We're not weirdoes, just two people with odd humour who met whilst poking fun at all the people who are.
WLTM man to 45 who doesn't name his genitals after German chancellors.
You know who you are and, no, I don't want to meet either Bismarck, Bethmann Hollweg, or Prince Chlodwig zu Hohenlohe-Schillingsfrst, however admirable the independence he gave to secretaries of state may have been. 2102." If you're thinking of placing a small ad, you could do worse than to take a leaf out of the LRB readers' book.
With their abbreviated dialect - WLTM, GSOH, SWF - and cliched appeals, personal ads these days can appear anything but personal. It's always fun scanning through lonely hearts sections in newspapers and magazines.

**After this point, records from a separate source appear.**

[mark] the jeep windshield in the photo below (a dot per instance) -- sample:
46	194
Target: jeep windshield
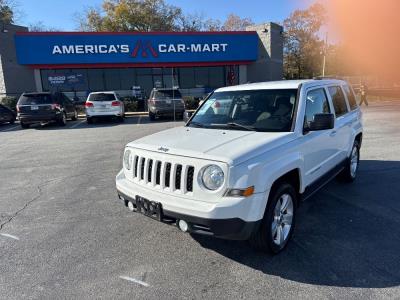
167	94
252	110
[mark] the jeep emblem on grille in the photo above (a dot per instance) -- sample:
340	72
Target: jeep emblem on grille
163	149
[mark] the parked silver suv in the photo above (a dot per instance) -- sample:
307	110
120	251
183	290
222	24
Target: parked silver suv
165	102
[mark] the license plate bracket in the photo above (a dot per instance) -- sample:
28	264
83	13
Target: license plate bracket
149	208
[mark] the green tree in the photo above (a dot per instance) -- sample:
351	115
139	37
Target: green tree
6	12
303	47
131	15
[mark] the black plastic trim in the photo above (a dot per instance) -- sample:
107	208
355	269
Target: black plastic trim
232	228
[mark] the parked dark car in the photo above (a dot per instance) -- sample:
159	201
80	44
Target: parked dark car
6	115
166	102
44	108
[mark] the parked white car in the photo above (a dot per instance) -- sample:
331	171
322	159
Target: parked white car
240	172
104	104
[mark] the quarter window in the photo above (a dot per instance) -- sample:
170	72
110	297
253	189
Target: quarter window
316	103
339	102
350	97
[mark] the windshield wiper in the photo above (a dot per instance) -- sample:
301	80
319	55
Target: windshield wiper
237	125
197	124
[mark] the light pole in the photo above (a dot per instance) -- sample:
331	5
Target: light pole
325	49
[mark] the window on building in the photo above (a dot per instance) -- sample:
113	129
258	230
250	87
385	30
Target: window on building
216	77
201	77
96	80
186	78
128	78
112	79
338	100
316	103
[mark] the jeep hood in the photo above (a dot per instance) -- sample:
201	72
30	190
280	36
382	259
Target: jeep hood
230	146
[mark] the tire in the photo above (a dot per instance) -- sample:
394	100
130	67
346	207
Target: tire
24	126
63	120
349	172
75	117
279	216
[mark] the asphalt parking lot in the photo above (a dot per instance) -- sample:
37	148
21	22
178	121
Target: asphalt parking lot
63	234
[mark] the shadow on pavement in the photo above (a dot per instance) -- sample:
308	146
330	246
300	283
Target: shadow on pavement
347	235
101	122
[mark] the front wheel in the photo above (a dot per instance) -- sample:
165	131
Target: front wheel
75	116
349	172
277	225
24	125
63	120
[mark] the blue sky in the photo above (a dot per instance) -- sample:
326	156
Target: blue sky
60	14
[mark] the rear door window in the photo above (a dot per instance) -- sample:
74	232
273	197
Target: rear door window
316	103
350	96
102	97
35	99
167	94
338	100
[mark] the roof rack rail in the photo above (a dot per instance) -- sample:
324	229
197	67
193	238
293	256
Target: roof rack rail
327	77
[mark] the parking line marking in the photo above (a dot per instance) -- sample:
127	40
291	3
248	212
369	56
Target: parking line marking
10	236
77	124
135	280
7	129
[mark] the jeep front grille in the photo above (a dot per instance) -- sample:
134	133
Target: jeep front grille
174	176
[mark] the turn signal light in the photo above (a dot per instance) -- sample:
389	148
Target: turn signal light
247	192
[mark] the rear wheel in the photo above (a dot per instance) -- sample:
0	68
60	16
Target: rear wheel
349	173
24	125
277	225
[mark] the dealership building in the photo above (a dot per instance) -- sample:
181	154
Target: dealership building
81	62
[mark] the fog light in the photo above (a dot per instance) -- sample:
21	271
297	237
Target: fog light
131	206
183	225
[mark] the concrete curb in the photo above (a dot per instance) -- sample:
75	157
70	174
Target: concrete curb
130	113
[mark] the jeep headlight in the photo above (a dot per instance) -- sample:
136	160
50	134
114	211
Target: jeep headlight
213	177
127	159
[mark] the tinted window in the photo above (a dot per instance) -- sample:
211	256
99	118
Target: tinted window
339	102
167	94
258	110
350	97
29	99
102	97
316	103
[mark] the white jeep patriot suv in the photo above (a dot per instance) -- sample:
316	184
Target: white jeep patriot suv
246	158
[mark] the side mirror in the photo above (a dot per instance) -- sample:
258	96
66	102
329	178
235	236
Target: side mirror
321	122
187	115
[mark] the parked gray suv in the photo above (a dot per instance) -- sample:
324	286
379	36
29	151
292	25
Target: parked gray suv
165	102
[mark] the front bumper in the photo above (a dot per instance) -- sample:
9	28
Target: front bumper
38	118
230	219
109	113
166	111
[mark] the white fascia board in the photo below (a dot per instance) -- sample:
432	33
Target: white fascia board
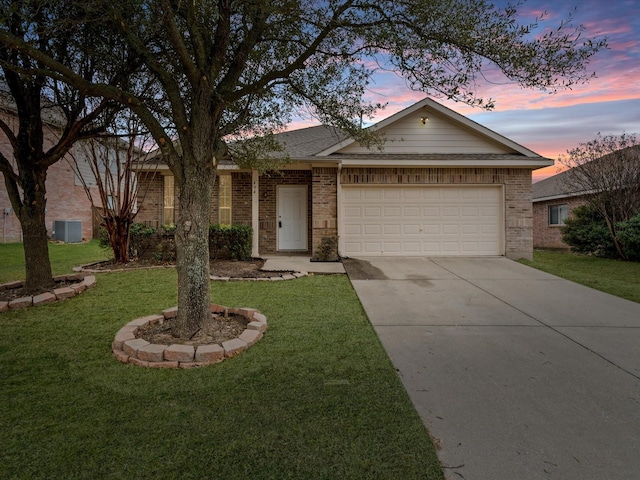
524	163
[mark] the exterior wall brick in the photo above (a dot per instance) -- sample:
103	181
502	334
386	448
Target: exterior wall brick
322	199
150	207
550	236
324	204
66	198
241	183
517	193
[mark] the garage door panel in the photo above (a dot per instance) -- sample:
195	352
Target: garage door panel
393	229
393	211
421	220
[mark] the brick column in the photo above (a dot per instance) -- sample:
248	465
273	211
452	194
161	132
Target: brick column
324	204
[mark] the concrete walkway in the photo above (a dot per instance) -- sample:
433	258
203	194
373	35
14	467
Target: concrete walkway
300	263
517	374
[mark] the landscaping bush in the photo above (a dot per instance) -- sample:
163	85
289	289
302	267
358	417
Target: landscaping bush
230	241
141	239
586	232
629	235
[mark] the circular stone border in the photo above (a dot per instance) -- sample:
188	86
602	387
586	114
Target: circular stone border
83	282
128	348
277	276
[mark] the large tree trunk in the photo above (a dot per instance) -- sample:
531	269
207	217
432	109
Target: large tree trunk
192	250
34	234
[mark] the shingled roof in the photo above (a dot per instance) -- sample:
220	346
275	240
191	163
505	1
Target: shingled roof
550	188
306	142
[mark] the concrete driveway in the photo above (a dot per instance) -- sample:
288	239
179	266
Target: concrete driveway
517	374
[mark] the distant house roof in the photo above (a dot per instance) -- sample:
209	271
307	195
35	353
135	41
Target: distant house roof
556	188
551	188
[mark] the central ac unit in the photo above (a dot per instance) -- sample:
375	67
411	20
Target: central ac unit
69	231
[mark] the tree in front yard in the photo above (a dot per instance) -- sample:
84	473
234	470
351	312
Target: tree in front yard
51	117
234	69
607	171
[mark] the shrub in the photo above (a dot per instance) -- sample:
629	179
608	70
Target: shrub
141	238
233	241
585	231
629	235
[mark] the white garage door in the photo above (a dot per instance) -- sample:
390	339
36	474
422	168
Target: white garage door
456	220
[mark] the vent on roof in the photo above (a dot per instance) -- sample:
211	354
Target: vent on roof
69	231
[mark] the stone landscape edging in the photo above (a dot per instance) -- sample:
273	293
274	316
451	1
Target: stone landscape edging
128	348
83	282
286	276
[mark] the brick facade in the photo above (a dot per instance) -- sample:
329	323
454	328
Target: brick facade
324	204
517	193
241	198
550	236
322	183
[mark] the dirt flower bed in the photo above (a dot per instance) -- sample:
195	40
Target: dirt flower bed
217	330
147	342
15	290
220	268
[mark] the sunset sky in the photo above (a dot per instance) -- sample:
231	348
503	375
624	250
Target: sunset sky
551	124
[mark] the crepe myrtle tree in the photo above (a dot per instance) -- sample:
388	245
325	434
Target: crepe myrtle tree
112	186
230	70
51	117
607	171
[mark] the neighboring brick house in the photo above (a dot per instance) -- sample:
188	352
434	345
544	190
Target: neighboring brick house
552	204
66	198
442	185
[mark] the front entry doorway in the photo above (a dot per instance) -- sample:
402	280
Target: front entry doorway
292	217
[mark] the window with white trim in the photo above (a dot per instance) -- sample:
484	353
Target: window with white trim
558	214
168	194
224	200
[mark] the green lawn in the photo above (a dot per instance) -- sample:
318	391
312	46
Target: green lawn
64	256
612	276
316	398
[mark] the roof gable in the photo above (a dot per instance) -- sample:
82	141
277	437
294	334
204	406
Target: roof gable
430	128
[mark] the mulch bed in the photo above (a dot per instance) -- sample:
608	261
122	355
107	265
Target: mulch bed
220	268
219	329
6	295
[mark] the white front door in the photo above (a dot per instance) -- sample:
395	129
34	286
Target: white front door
292	217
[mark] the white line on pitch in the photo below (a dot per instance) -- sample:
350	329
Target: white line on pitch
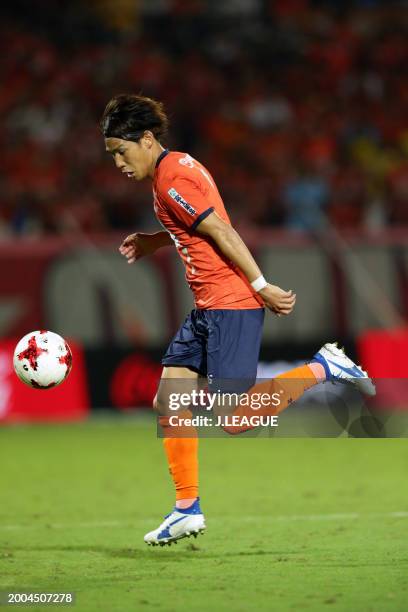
270	518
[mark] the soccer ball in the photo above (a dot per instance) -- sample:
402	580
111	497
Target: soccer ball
42	359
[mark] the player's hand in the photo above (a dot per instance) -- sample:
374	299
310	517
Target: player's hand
279	301
138	245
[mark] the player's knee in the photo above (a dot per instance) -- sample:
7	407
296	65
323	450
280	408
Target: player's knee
159	405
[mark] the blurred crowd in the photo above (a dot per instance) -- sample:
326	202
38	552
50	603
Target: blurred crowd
297	108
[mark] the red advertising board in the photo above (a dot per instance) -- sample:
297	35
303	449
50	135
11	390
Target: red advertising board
20	403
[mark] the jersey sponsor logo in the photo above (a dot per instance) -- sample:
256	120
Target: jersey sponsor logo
180	200
187	161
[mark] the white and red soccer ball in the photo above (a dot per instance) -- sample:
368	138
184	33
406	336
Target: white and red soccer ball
42	359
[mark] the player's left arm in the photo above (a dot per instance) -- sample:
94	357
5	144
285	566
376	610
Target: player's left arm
234	248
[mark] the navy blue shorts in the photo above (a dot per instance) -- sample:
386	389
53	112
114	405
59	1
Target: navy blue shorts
219	344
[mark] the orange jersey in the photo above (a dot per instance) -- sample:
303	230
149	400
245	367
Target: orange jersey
184	194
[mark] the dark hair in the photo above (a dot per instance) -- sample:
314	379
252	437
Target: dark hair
128	116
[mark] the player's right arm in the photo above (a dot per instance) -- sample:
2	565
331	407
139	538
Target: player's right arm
139	244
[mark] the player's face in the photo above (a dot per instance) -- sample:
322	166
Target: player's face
133	158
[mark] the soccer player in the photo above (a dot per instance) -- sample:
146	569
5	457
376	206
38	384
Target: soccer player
220	339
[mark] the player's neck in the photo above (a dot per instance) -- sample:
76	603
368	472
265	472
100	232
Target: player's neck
157	151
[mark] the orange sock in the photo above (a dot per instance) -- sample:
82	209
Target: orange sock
181	447
288	387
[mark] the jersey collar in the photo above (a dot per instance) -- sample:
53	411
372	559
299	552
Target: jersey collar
161	157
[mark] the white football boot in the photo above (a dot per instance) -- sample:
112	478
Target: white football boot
339	367
177	525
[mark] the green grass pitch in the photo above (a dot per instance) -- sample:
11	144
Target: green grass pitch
292	524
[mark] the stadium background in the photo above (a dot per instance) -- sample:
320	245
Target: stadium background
298	108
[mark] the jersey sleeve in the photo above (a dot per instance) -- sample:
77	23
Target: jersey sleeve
186	200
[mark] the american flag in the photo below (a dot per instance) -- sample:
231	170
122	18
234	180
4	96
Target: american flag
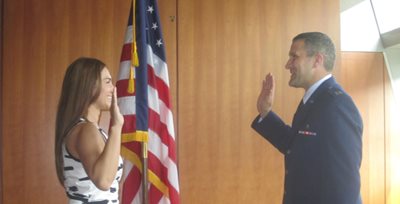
147	111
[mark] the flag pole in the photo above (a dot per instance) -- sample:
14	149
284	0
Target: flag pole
131	87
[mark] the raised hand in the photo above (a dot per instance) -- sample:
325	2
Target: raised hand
267	94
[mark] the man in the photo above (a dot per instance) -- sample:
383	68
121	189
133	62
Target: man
323	145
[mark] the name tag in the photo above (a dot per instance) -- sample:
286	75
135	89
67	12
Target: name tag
307	133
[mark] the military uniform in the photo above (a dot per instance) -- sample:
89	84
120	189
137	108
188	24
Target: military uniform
322	148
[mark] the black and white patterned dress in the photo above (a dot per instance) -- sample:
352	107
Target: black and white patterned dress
79	188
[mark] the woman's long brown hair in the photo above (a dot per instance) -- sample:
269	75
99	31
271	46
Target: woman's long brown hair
81	87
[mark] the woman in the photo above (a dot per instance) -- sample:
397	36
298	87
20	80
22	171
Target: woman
88	161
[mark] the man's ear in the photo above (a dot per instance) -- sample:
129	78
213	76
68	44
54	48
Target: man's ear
319	60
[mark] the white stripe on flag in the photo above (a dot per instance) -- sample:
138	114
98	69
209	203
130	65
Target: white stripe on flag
163	111
159	66
127	105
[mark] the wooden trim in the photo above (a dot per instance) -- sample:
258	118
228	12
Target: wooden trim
1	100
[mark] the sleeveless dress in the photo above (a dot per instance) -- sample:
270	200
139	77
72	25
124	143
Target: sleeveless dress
79	188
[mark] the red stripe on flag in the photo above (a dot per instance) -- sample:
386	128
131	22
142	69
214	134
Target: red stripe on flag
122	89
126	52
129	124
159	84
155	195
135	147
161	129
158	168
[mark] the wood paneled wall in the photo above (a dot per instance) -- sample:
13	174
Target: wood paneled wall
363	76
217	53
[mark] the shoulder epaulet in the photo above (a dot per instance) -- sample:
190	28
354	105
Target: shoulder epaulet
335	91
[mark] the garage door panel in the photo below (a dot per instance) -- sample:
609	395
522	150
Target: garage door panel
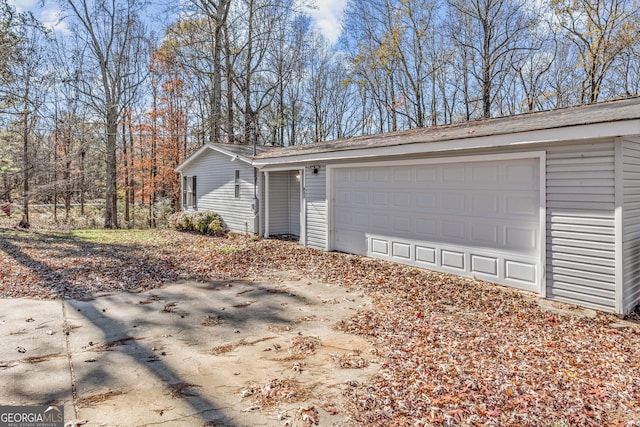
402	199
521	205
485	204
485	174
426	175
454	201
484	265
402	175
453	174
476	219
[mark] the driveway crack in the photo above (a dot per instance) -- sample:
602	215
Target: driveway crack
74	385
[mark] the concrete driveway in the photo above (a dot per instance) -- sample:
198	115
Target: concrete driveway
190	354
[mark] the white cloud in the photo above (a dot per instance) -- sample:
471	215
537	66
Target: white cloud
50	18
327	16
48	15
22	5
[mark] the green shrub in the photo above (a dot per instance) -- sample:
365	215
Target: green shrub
203	222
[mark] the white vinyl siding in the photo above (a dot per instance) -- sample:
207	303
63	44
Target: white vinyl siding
581	224
216	190
631	223
316	208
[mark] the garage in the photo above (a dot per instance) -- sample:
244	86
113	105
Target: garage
478	218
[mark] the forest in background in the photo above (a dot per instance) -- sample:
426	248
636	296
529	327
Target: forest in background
96	118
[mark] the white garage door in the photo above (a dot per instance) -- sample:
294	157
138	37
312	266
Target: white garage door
477	219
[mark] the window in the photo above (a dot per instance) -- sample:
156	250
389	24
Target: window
237	184
189	196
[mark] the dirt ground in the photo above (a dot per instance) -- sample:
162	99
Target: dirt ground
233	353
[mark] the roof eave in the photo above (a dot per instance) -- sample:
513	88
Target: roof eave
549	135
203	149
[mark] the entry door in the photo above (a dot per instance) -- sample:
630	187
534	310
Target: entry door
284	202
477	219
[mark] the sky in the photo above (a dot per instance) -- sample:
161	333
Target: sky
326	15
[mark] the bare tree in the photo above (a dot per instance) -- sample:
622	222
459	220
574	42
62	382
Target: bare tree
110	30
497	30
600	30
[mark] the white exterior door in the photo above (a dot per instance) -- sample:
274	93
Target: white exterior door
476	219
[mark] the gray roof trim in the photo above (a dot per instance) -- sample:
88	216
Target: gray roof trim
241	152
613	118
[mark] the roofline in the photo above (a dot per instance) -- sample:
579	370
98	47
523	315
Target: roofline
547	135
214	147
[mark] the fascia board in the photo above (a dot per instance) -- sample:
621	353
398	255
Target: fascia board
554	135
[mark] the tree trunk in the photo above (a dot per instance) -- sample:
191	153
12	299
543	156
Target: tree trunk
111	196
24	222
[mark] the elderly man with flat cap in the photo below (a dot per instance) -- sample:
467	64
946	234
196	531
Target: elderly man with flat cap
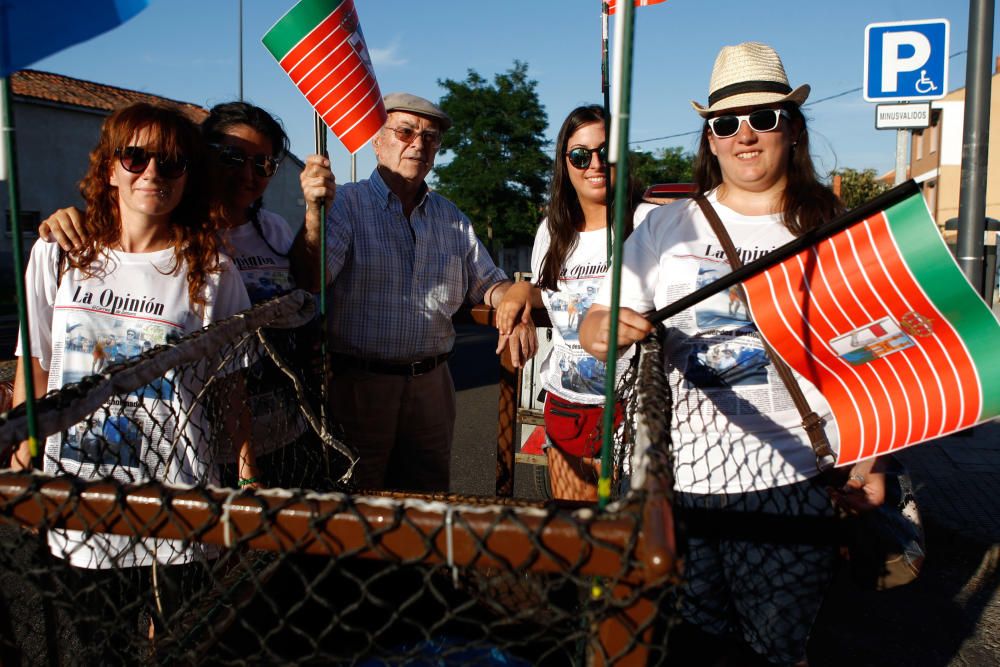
401	260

Whether we're looking for love, or just a little curious, or idling away the time on a train journey, there's something intriguing about small ads.
Readers of the London Review of Books (LRB) - the fortnightly British literary magazine - like to do such things differently. Admittedly they don't have a huge success rate (a handful of marriages, a couple of children, at least one divorce), but, if nothing else, they are original.